Een andere reden voor de keuze van de MBraun-apparatuur, die door Salm en Kipp wordt geserviced en onderhouden, hangt samen met eerdere ervaringen van Martijn. “Zowel MBraun als Salm en Kipp zijn voor ons geen onbekenden. Zeker wat betreft de glovebox-systemen, waarmee de bedrijven al een lange track-record hebben. Als gebruiker profiteer je van de kennis die in de systemen zit. Bovendien heeft het Helmholtz-centrum in Berlijn een soortgelijk systeem, en dat instituut is toch wel de referentie als het aankomt op onderzoek aan perovskieten.”

Met behulp van een PLC kunnen per glovebox allerhande procedures en processen worden voorgeprogrammeerd en geregeld.

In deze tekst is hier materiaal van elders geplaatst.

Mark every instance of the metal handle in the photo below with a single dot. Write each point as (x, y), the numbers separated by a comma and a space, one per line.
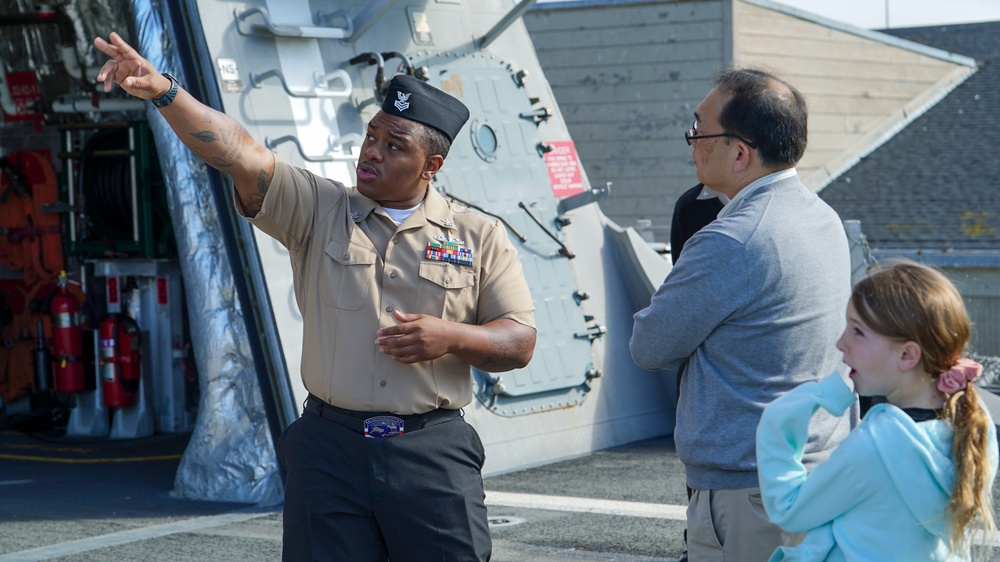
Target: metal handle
(257, 77)
(286, 30)
(294, 140)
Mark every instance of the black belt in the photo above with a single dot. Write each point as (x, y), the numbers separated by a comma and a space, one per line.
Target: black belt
(377, 424)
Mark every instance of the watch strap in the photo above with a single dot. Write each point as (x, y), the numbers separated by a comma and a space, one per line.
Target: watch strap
(168, 97)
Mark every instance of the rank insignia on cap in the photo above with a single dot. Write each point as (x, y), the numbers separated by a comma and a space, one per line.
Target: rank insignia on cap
(449, 251)
(416, 100)
(402, 101)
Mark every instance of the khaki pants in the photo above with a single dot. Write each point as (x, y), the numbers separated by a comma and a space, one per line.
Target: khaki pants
(731, 526)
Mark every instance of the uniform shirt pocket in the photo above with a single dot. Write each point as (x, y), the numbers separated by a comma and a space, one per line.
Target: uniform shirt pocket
(447, 291)
(347, 275)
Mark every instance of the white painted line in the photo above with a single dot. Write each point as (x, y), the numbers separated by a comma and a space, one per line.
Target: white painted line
(70, 548)
(630, 509)
(587, 505)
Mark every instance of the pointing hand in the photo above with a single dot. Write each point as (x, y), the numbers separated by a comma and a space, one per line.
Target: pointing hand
(129, 70)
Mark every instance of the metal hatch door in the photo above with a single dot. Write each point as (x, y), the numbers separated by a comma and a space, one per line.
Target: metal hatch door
(498, 166)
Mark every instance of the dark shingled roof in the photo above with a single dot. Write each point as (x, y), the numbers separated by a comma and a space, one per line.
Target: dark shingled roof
(936, 184)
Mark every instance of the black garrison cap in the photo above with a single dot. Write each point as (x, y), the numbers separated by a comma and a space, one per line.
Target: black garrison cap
(413, 99)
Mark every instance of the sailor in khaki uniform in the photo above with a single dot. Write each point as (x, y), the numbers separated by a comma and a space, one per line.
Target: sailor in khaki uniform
(400, 292)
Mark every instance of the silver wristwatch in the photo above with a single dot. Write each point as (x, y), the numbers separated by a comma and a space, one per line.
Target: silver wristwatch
(168, 97)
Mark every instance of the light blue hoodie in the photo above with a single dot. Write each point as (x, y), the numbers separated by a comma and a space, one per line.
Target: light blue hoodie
(882, 494)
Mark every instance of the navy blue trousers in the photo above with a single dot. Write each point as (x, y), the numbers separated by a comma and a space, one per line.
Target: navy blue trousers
(411, 497)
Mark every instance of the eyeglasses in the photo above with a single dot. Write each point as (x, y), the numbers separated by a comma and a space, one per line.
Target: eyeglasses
(692, 134)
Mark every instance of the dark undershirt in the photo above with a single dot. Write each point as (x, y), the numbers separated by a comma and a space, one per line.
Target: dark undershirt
(922, 414)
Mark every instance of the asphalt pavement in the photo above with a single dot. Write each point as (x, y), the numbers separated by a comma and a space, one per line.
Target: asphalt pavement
(71, 499)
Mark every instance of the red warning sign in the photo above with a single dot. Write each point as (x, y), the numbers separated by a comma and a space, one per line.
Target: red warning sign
(24, 94)
(564, 169)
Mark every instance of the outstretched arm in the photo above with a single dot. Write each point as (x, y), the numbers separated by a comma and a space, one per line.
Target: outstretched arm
(500, 345)
(216, 138)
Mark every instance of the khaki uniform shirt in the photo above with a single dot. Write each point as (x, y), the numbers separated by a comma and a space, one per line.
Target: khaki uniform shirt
(352, 266)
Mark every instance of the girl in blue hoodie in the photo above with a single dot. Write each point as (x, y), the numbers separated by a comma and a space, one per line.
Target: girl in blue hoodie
(913, 480)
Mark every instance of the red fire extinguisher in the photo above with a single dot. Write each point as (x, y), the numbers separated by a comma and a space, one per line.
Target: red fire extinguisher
(120, 360)
(67, 340)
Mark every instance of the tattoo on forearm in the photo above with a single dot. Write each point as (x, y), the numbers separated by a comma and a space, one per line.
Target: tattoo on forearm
(205, 136)
(506, 351)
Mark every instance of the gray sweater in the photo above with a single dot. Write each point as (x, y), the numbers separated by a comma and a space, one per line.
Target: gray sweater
(754, 306)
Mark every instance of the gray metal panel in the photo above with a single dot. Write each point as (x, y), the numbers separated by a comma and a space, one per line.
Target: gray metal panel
(628, 78)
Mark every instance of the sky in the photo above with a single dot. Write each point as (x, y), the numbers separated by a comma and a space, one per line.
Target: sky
(871, 14)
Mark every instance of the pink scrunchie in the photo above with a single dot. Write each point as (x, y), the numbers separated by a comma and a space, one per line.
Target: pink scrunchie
(956, 378)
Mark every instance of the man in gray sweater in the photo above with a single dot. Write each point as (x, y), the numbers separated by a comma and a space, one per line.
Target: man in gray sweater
(754, 305)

Met perovskiet kunnen we de bandgap zodanig tunen dat we zo efficiënt mogelijk gebruik maken van al de inkomende fotonen.

Het hele plaatje

Doel van het PhD-onderzoek van Reinder is om te komen tot een ‘fully evaporated’ perovskiet-zonnecel. Dat betekent dat niet alleen het laagje perovskiet met deze productietechniek wordt gevormd, maar ook andere onderdelen van de zonnecel, zoals de TCO-laag en de beide transportlagen. TCO staat voor ‘transparent conducting oxide’, dat aan de bovenkant van de zonnecel zit. Deze TCO-laag is lichtdoorlatend en kan elektriciteit geleiden. De ‘electron transport layer’ en de ‘hole transport layer’ zijn de transportlagen waarin de elektronen respectievelijk de gaten worden verzameld; feitelijk de positieve en de negatieve pool.

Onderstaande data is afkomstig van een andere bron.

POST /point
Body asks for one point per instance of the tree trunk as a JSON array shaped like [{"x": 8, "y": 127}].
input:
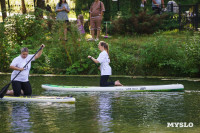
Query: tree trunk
[
  {"x": 23, "y": 6},
  {"x": 3, "y": 9},
  {"x": 40, "y": 4}
]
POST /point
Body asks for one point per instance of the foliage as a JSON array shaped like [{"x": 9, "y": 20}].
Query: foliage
[
  {"x": 4, "y": 55},
  {"x": 143, "y": 23},
  {"x": 166, "y": 53},
  {"x": 111, "y": 8}
]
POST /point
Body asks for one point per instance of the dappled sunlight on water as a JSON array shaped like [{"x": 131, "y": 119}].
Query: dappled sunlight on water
[{"x": 103, "y": 111}]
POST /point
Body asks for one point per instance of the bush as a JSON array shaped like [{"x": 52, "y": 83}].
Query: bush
[{"x": 143, "y": 23}]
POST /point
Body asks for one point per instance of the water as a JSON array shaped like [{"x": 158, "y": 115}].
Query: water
[{"x": 103, "y": 112}]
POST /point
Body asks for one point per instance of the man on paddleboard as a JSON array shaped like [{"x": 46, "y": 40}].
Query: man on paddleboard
[{"x": 21, "y": 82}]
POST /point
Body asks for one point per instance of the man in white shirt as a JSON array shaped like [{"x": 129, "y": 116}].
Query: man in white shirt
[
  {"x": 156, "y": 5},
  {"x": 21, "y": 82}
]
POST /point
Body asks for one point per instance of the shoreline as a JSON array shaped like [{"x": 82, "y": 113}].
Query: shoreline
[{"x": 117, "y": 76}]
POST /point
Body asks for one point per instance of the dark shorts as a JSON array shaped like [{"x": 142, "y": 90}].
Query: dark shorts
[
  {"x": 104, "y": 81},
  {"x": 18, "y": 86}
]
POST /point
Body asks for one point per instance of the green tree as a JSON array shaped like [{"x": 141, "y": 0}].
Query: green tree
[{"x": 3, "y": 9}]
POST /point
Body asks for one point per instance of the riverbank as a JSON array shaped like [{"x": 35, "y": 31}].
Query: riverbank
[
  {"x": 116, "y": 76},
  {"x": 164, "y": 53}
]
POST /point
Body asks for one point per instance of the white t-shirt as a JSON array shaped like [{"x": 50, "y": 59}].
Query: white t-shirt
[
  {"x": 21, "y": 62},
  {"x": 104, "y": 60}
]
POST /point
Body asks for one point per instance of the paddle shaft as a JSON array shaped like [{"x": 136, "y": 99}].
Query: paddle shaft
[
  {"x": 5, "y": 88},
  {"x": 26, "y": 64}
]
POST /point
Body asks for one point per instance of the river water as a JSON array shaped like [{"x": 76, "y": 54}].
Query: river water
[{"x": 104, "y": 112}]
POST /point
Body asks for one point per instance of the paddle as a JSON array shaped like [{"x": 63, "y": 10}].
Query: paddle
[
  {"x": 94, "y": 62},
  {"x": 5, "y": 88}
]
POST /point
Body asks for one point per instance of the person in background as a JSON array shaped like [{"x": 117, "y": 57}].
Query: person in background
[
  {"x": 157, "y": 5},
  {"x": 105, "y": 68},
  {"x": 80, "y": 24},
  {"x": 96, "y": 14},
  {"x": 62, "y": 9},
  {"x": 21, "y": 84},
  {"x": 143, "y": 3}
]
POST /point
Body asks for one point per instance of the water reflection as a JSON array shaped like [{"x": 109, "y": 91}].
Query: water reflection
[
  {"x": 104, "y": 116},
  {"x": 105, "y": 111},
  {"x": 20, "y": 118}
]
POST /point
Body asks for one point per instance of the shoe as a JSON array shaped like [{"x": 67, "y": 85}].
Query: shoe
[{"x": 91, "y": 39}]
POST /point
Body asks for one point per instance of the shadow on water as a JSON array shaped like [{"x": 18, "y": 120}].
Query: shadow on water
[{"x": 104, "y": 111}]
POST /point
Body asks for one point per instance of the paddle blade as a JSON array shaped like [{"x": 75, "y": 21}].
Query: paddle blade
[{"x": 4, "y": 90}]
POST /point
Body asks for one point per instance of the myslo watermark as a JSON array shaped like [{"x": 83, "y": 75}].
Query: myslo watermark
[{"x": 179, "y": 124}]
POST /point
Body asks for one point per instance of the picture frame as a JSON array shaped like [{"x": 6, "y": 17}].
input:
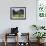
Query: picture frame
[{"x": 18, "y": 13}]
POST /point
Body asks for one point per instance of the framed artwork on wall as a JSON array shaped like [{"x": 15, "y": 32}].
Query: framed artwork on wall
[
  {"x": 41, "y": 8},
  {"x": 18, "y": 13},
  {"x": 41, "y": 12}
]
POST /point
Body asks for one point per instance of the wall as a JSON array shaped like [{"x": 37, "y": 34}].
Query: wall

“Alle mobiele ladingdragers worden door het zonlicht gegenereerd in de perovskietlaag. Die willen we daar zo snel mogelijk weg hebben, zodat de kans dat een hole en een elektron recombineren minimaal is. De ‘hole transport layer’ trekt alle gaten eruit en de ‘electron transport layer’ alle elektronen. Net als bij de perovskiet kan je ook wat betreft die lagen variëren qua samenstelling. De ene bindt beter met het ene perovskiet, de ander weer slechter. Dat is best wel een ingewikkeld proces, waar nog veel experimenteerwerk aan te pas komt om de optimale combinatie te vinden”, aldus Reinder.

Toepassing in het vizier

De start van Reinder zijn PhD-onderzoek stond in het teken van het onder de knie krijgen van de nieuwe lijn (protocollen schrijven, tunen van parameters en reactie-omstandigheden voor het optimaliseren van recepten). Inmiddels heeft de lijn, die vier secties huist (drie met een thermisch opdampsysteem en één met een spincoater), steeds minder geheimen en zijn de eerste cellen, met nog relatief bescheiden afmetingen van 3 mm x 3 mm, geproduceerd. “We zien aan de hand van onder andere XRD-analyse dat het opdampen al mooi uniform gebeurt. We komen met de gemeten rendementen al aardig in de richting van de baseline, die we op 20% hebben gesteld. Als we die grens hebben bereikt, kunnen we verder optimaliseren, en ook gaan werken met grotere oppervlaktes, tot wel 10 x 10 cm.”

Uiteindelijk wil Reinder de nieuw ontwikkelde perovskieten ook in tandems aan het werk zetten. Dat kunnen tandems van silicium-perovskiet zijn, maar ook van perovskiet-perovskiet. “Vanuit de samenwerking met Hyet Solar in Arnhem, dat nu al aan de weg timmert met lichtgewicht flexibele silicium-zonnecellen op folies, willen we ook de mogelijkheden rond flexibele rolpanelen met perovskietcellen onderzoeken. Die toepassingsgerichte stip op de horizon werkt geweldig stimulerend!”